Myers J, Dziekan G, Goebbels U, Dubach P
Cardiology Division, Kantonsspital Chur, Switzerland.
Med Sci Sports Exerc. 1999 Jul;31(7):929-37. doi: 10.1097/00005768-199907000-00003.
Exercise training increases exercise capacity in patients with reduced ventricular function in part through improved skeletal muscle metabolism, but the effect training might have on abnormal ventilatory and gas exchange responses to exercise has not been clearly defined.
Twenty-five male patients with reduced ventricular function after a myocardial infarction were randomized to either a 2-month high-intensity residential exercise training program or to a control group. Before and after the study period, upright exercise testing was performed with measurements of ventilatory gas exchange, lactate, arterial blood gases, cardiac output, and pulmonary artery and wedge pressures.
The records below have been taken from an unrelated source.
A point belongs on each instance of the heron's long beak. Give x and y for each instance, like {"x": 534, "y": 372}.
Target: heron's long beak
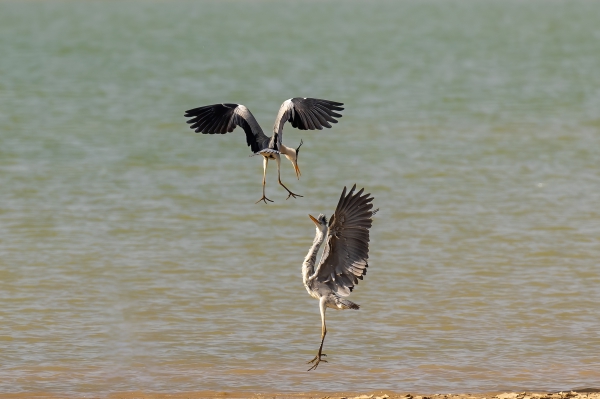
{"x": 297, "y": 169}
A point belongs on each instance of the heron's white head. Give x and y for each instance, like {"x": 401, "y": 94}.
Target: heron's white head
{"x": 292, "y": 155}
{"x": 320, "y": 222}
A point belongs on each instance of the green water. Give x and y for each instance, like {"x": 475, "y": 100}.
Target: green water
{"x": 132, "y": 255}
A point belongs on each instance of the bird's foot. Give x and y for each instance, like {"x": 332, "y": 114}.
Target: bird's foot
{"x": 291, "y": 194}
{"x": 316, "y": 361}
{"x": 263, "y": 199}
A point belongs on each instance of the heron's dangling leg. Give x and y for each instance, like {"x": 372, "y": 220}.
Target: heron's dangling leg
{"x": 291, "y": 194}
{"x": 264, "y": 198}
{"x": 317, "y": 358}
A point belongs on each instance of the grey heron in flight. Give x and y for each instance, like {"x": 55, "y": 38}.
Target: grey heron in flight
{"x": 303, "y": 113}
{"x": 344, "y": 259}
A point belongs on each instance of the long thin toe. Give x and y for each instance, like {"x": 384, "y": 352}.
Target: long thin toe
{"x": 264, "y": 199}
{"x": 293, "y": 195}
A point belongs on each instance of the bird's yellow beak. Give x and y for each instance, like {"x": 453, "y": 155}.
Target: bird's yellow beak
{"x": 297, "y": 169}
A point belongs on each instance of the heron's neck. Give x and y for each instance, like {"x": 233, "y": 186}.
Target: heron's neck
{"x": 308, "y": 267}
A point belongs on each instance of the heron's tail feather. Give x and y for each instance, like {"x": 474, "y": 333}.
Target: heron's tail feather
{"x": 264, "y": 152}
{"x": 346, "y": 304}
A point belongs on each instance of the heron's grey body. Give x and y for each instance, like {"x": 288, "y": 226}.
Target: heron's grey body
{"x": 303, "y": 113}
{"x": 345, "y": 257}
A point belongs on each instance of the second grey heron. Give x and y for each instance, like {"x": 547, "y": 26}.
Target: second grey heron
{"x": 344, "y": 259}
{"x": 303, "y": 113}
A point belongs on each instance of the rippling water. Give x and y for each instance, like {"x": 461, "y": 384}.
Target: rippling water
{"x": 132, "y": 255}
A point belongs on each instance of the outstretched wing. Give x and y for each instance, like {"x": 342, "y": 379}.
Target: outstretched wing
{"x": 307, "y": 114}
{"x": 344, "y": 259}
{"x": 223, "y": 118}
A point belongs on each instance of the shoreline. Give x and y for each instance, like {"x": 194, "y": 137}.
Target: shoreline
{"x": 587, "y": 393}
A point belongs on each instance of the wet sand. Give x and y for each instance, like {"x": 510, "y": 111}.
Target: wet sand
{"x": 590, "y": 393}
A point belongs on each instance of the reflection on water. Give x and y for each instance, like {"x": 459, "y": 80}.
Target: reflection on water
{"x": 133, "y": 255}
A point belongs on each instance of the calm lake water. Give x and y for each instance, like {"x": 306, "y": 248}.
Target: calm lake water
{"x": 133, "y": 256}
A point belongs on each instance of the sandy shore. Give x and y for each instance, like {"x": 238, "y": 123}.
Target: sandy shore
{"x": 582, "y": 394}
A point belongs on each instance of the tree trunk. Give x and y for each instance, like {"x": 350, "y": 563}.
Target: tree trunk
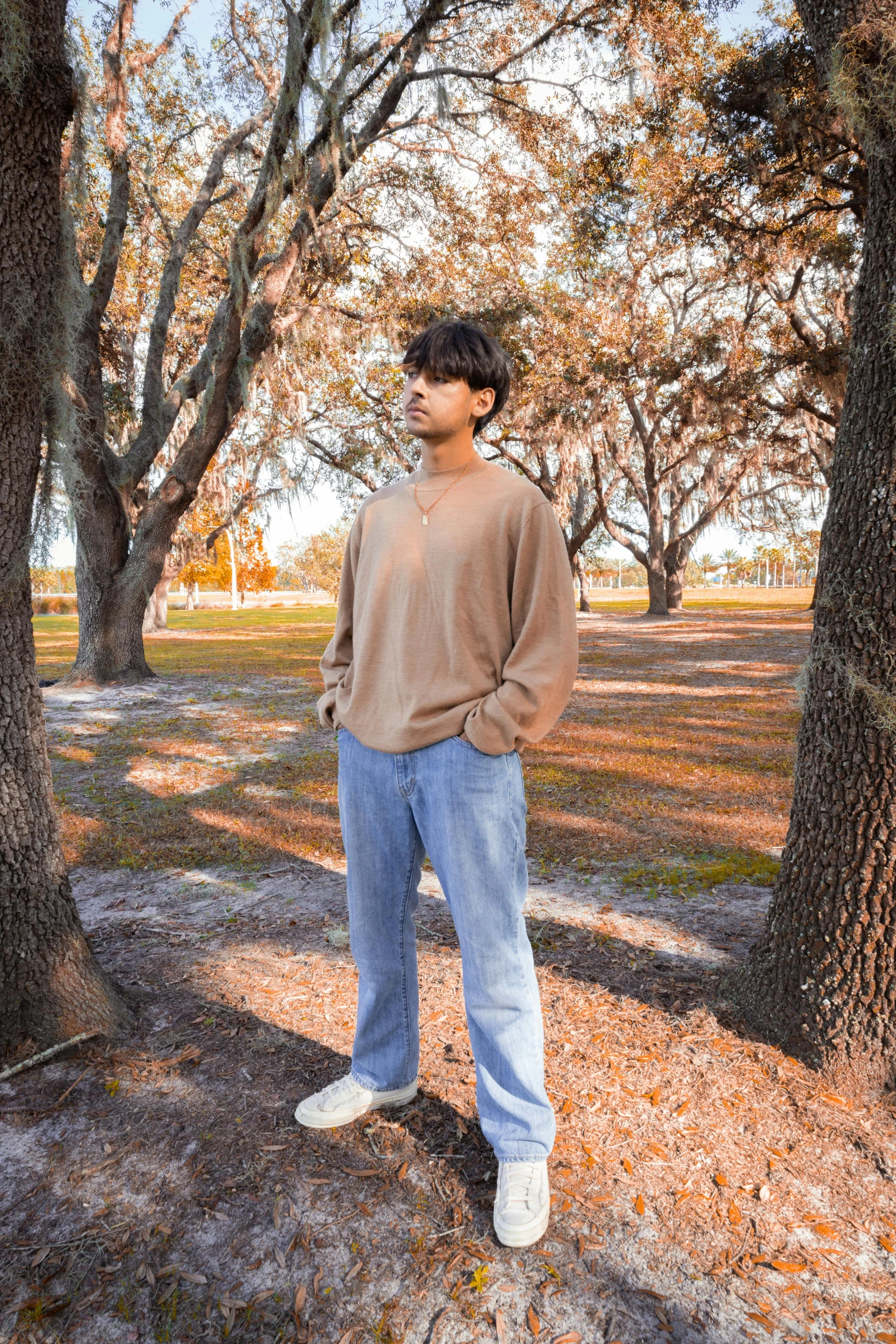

In the exercise group, peak VO2 and VO2 at the lactate threshold increased 29 and 39%, respectively, whereas no increases were observed among controls. Maximal cardiac output increased only in the exercise group (1.7 L x min(-1), P < 0.05), and no changes in rest or peak exercise pulmonary pressures were observed in either group. At baseline, modest inverse relationships were observed between pulmonary wedge pressure and peak VO2 both at rest (r = -0.56, P < 0.05) and peak exercise (r = -0.43, P < 0.05). Maximal VE/VCO2 was inversely related to maximal cardiac output (r = -0.72, P < 0.001). Training did not have a significant effect on these relationships. Training lowered VE/VO2, heart rate, and blood lactate levels at matched work rates throughout exercise and tended to lower maximal Vd/Vt. The slope of the relationship between VE and VCO2 was reduced after training in the exercise group (0.33 pre vs 0.27 post, P < 0.01), whereas control patients did not differ.
Exercise training among patients with reduced left ventricular function results in a systematic improvement in the ventilatory response to exercise. Training increased maximal cardiac output, tended to lower Vd/Vt, and markedly improved the efficiency of ventilation. Peak VO2 and ventilatory responses to exercise were only modestly related to pulmonary vascular pressures, and training had no effect on the relationships between exercise capacity, ventilatory responses, and pulmonary pressures.
运动训练可部分通过改善骨骼肌代谢来提高心室功能降低患者的运动能力,但训练对运动时异常通气和气体交换反应的影响尚未明确界定。
25名心肌梗死后心室功能降低的男性患者被随机分为两组,一组接受为期2个月的高强度住院运动训练计划,另一组为对照组。在研究期前后,进行直立运动测试,测量通气气体交换、乳酸、动脉血气、心输出量以及肺动脉和楔压。
运动组中,峰值VO2和乳酸阈值时的VO2分别增加了29%和39%,而对照组未观察到增加。仅运动组的最大心输出量增加(1.7L·min⁻¹,P<0.05),两组在静息或运动峰值时的肺压均无变化。基线时,静息(r=-0.56,P<0.05)和运动峰值(r=-0.43,P<0.05)时肺楔压与峰值VO2之间均观察到适度的负相关关系。最大VE/VCO2与最大心输出量呈负相关(r=-0.72,P<0.001)。训练对这些关系无显著影响。训练降低了整个运动过程中匹配工作率下的VE/VO2、心率和血乳酸水平,并倾向于降低最大Vd/Vt。运动组训练后VE与VCO2关系曲线的斜率降低(训练前为0.33,训练后为0.27,P<0.01),而对照组患者无差异。
左心室功能降低患者的运动训练可使运动通气反应得到系统性改善。训练增加了最大心输出量,倾向于降低Vd/Vt,并显著提高了通气效率。峰值VO2和运动通气反应与肺血管压力仅存在适度关联,且训练对运动能力、通气反应和肺压之间的关系无影响。